AMERYKAŃSCY NAUKOWCY odkryli, że jesteśmy skłonni bardziej dbać o innych, nawet niezbyt bliskich ludzi, niż o samych siebie.
Czy to prawda?
Nie mam pojęcia, po prostu wyczytałam to gdzieś w "Charakterach" i oczywiście amerykańscy naukowcy nie mieli z tym nic wspólnego, ale wplatanie ich w wypowiedzi sprawia, że teza wydaje się być bardziej wiarygodna.

Jeśli o mnie chodzi, nie wiem czy bardziej dbam o innych niż o siebie...bo nie bardzo dbam o innych. O siebie też. Można by to pewnie zrównoważyć. W każdym razie "dlaczego nie?" spytałam dziś samą siebie. Dlaczego mam nie zadbać o siebie? W końcu jestem tego warta ;)

Wiadomo, że nie zmienię ot tak całego trybu życia, próbowałam już dziesiątki razy i zawsze kończyło się tak samo. Trochę jak z uzależnieniem - do momentu aż sama sobie nie uświadomię wagi problemu, nikt nie jest w stanie przekonać mnie, żebym zaczęła chodzić na basen i ograniczyła godziny spędzone przed komputerem. Ale, ale! Czy wszystko stracone? 

Pomyślałam, że przecież mogę małymi kroczkami zacząć coś zmieniać - tak, żebym czuła się z tym dobrze, żebym nie odczuła jakiejś drastycznej zmiany i mogła nadal żyć w zgodzie z samą sobą. Wyczytałam we wspomnianych już "Charakterach" kilka zasad, od których warto zacząć. 

Mianowicie:
1. Zidentyfikuj obszary, w których siebie zaniedbujesz.
2. Zapisz je na kartce (to sprawi, że będą bardziej realne i tak szybko o nich nie zapomnisz).
3. Wybierz tylko jeden i zajmij się nim.
4. Skup się na swoim celu (spróbuj zaobserwować kiedy zaniedbujesz siebie, co takiego robisz lub czego sobie zabraniasz, jaką formę przybierają te zaniedbania).
5. Zapisuj swoje obserwacje, sukcesy i porażki.

Obszarem może być tak naprawdę wszystko - talenty, zdrowie, emocje, wiedza, hobby, albo nawet poznanie siebie.

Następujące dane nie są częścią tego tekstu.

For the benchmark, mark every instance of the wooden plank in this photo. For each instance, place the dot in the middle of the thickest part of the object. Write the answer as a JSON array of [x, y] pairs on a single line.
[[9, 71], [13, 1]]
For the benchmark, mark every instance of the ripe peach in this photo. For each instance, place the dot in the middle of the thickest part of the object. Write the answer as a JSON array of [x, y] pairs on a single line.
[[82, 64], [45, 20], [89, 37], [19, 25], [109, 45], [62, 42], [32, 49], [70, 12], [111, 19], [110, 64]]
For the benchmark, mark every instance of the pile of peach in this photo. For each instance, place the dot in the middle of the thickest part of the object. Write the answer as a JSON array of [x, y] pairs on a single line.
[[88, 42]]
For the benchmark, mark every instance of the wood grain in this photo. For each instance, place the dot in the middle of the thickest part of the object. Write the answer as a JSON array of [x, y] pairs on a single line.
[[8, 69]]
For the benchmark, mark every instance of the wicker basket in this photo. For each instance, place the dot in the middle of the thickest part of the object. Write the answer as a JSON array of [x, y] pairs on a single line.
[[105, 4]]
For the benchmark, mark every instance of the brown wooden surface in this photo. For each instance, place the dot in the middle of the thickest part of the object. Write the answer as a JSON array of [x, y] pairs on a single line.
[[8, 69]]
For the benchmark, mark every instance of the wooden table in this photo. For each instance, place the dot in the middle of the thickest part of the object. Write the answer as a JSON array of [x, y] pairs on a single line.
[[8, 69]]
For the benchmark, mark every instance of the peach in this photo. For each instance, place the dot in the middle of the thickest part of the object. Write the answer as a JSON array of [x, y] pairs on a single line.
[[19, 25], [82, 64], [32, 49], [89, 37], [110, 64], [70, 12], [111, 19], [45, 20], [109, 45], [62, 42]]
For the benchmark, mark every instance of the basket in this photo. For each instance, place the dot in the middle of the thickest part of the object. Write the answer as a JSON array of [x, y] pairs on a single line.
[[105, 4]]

Ja wzięłam na tapetę talenty, ponieważ bardzo zaniedbuję swoje umiejętności. Głównie zamierzam skupić się na grze na pianinie (wybrałam dwa utwory, których chcę się nauczyć) oraz na pisaniu (przyznacie, że to jeden z moich talentów?)
Przyznacie? 
No no, już, szybciutko! 
...
Dziękuję :)

Jednak, biorąc pod uwagę nadmiar wolnego czasu w mojej codzienności, postanowiłam zastanowić się trochę nad sobą - nad tym, co tak naprawdę lubię (a nie co lubię, bo fajnie jest to lubić), co sprawia mi przyjemność, co mnie uspokaja, a co wyprowadza z równowagi. Myślę, że warto się nad tym pochylić, bo pomaga to w rozwoju samych siebie. 

Rozmawiałam ostatnio z przyjaciółką i doszłyśmy do wniosku, że zastanawianie się nad sobą sprawia, że wiele naszych zajęć wydaje się błahych. Myślenie nad  tym, czego pragniemy, często staje się powodem do chwilowego załamania, gdy jesteśmy w trakcie czegoś, co nas nie satysfakcjonuje. Łatwiej jest bezrefleksyjnie zajmować się każdym dniem, zapełniać czas do tego stopnia, żeby nie mieć czasu na "myślenie o pierdołach". I może dzięki temu będziemy w stanie w pędzie przeżyć każdy dzień, ale istnieje ryzyko, że obudzimy się za kilkadziesiąt lat ze świadomością, że jesteśmy zupełnie niezadowoleni ze swojego życia. I co wtedy?

Nie jest sztuką dziś mieć wiele rzeczy, umiejętności i kwalifikacji. Myślę, że coraz częściej najtrudniejsze jest odpowiedzenie sobie na pytanie "czego tak naprawdę pragnę?" w świecie pełnym możliwości. 
Bo łatwiej jest wybrać ser, gdy na półce leżą dwa rodzaje. Jednak kiedy widzisz przed sobą dziesięć różnych, masz do wyboru: kupić po trochę każdego rodzaju albo wziąć pierwszy z brzegu i narzekać, że wydałeś pieniądze ale on Ci właściwie nie smakował, lub zastanowić się dłużej na który właściwie masz ochotę.